Three young stars form a respectable nucleus: Pastrnak (22), Kuznetsov (26 - really?) and Forsberg (24). I think Forsberg's projection of 64 is too low, considering he had 64 in 67 last year. Arvidsson had 61 each of the last two years so that projection is probably safe. Krejci is probably good for more than 48 unless he’s seriously banged up. The scandinavian MZs from NYR are borderline keepers.

Those of you who have been paying attention will be able to guess my main criticism of this team: it lacks... an elite defenceman. OEL seemed like he could be that, at one time, but he’s 27 now and his best season of 55 points was three years ago. After OEL, these projections have Montour and Klefbom at 31 points. Both are young and have upside so that’s a tough decision there. Maybe you keep both instead of a goalie, and target ‘tenders early in the draft?

Bishop only registered 73 points last year. Does a new had coach in Jim Montgomery and a new system change things?
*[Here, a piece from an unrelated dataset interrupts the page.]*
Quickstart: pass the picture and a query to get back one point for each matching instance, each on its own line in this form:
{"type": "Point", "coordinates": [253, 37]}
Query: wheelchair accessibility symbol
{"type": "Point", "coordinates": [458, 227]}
My model doesn’t think so (kidding, I have no model). Perhaps the Taylors will talk to the Fylanders (or the Patrik Stefans?) about a goalie.

The Taylors started last season with Claude Giroux and moved the 30-year-old amidst a career season (can we pause for a sec - what the hell Claude Giroux! You put up 58 points in 82 games for me, continuing a three-year decline, and then I trade you and you put up a career-best 102?!). Pastrnak was the return, signalling GMTB’s intention to steer the team in a younger direction. I'm a huge believer in Pastrnak but his upside is probably not quite what Giroux managed last year. It would have been a pretty good one for one trade; I’m not sure why the Taylors had to throw in a 6th round pick and an add/drop, but that’s nitpicking.


GMTB acquitted himself well in his first draft. His first three picks were Arvidsson, Josh Ho-Sang (I’m not super high on him but he’s probably worth retaining as a prospect), and Montour. I have him keeping all, with Montour, as mentioned above, on the bubble. Can he continue to build? He'll need to be aggressive at the draft and keep an eye out for trade targets throughout the season, something he definitely has time for with only one child and one job at the moment.

GMTB’s prediction: [could not be reached for comment]

My prediction: 8th place. This team has some really nice pieces and I can see a lot of them exceeding their projections here, which could mask its greatest weakness, the goaltending position. If that need is addressed in the pre-season, I’ll feel a lot safer calling the Taylors a playoff team.